The Power of Behavior Change

USAID-ebola-burial-practicesThe journal Nature has a special on Ebola, collecting all its reporting on the virus in one place. One of those articles, Models overestimate Ebola cases, is on the failure of mathematical models to accurately predict the epidemic’s course. In an interesting letter responding to that article, the authors credit “altered cultural perception” that allowed for behavior change, changing the course of the epidemic for the better.

Below is the text of the response. The letter, along with others from the November 26th issue, can be found here on Nature’s website.

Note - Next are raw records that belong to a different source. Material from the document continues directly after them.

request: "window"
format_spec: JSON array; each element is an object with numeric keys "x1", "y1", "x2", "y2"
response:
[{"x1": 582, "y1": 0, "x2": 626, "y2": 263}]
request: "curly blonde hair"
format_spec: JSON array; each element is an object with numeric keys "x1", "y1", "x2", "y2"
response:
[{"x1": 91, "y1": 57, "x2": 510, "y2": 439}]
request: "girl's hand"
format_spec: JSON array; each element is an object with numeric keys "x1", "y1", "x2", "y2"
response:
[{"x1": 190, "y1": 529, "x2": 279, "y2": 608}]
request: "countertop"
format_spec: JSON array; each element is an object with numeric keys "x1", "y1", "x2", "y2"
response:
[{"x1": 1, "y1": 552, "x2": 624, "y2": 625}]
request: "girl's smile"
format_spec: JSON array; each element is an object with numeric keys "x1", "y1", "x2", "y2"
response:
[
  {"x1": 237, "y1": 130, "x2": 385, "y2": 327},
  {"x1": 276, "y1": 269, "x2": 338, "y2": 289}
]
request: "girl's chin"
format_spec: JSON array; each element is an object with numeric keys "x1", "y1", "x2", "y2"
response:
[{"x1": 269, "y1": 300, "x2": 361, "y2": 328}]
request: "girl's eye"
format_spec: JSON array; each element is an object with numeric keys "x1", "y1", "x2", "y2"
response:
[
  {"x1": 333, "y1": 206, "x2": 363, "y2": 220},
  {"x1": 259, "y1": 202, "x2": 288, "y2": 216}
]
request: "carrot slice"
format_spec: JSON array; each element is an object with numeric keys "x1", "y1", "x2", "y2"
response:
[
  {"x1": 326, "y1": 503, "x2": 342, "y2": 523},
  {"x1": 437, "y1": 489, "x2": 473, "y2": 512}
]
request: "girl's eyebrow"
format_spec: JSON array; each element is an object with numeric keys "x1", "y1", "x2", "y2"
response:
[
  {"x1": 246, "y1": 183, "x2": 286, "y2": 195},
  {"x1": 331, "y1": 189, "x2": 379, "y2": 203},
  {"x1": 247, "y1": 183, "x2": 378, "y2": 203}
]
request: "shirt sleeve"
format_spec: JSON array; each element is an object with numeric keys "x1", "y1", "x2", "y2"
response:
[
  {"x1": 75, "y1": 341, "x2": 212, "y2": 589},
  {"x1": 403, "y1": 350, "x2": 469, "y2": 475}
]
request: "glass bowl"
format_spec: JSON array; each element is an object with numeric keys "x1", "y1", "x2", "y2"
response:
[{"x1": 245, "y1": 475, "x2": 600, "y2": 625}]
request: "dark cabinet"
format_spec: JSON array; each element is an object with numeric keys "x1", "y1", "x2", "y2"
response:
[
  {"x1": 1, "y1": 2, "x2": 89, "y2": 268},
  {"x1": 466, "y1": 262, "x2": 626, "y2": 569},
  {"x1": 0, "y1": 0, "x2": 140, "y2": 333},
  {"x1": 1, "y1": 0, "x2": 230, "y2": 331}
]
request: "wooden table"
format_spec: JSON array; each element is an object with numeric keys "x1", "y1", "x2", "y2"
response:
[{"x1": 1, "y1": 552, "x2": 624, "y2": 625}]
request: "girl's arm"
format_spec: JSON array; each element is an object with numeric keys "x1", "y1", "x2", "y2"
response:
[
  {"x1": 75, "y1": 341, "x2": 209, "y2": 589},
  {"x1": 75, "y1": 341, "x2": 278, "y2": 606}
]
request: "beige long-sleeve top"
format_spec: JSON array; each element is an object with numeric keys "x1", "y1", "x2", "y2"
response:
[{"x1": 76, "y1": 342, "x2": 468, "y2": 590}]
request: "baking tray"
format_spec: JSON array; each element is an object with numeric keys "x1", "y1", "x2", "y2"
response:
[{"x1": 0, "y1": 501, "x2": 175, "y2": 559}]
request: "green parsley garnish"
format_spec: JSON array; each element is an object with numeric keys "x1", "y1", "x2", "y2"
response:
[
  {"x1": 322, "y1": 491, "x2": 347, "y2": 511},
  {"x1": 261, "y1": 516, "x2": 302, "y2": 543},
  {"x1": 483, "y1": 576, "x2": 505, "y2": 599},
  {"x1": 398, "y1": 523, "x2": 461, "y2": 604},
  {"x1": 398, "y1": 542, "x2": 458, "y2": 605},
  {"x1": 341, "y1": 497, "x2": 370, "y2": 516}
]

Ebola: the power of behaviour change

Without including social, cultural and behavioural responses to the Ebola epidemic, models may overestimate outbreak size (Nature 515, 18; 2014).

Behavioural response, triggered by an epidemic, can slow down or even stop virus transmission (see S. Funk et al. Proc. Natl Acad. Sci. USA 106, 68726877; 2009). Indeed, altered cultural perception in response to the disease enabled people’s behaviour to change in ways that helped to contain outbreaks in the past (see B. S. Hewlett and R. P. Amola Emerg. Infect. Dis. 9, 12421248; 2003).

Reports from Foya in Liberia indicate that the outbreak there is now in decline. A local information campaign to change funeral practices and other behaviours seems to have paid off.

More aid and more personnel are urgently needed, but so is the involvement of local communities and the provision of information that can help to contain this epidemic.

Sebastian Funk, Gwenan M. Knight London School of Hygiene & Tropical Medicine, London, UK.
Vincent A. A. Jansen Royal Holloway University of London, Egham, Surrey, UK.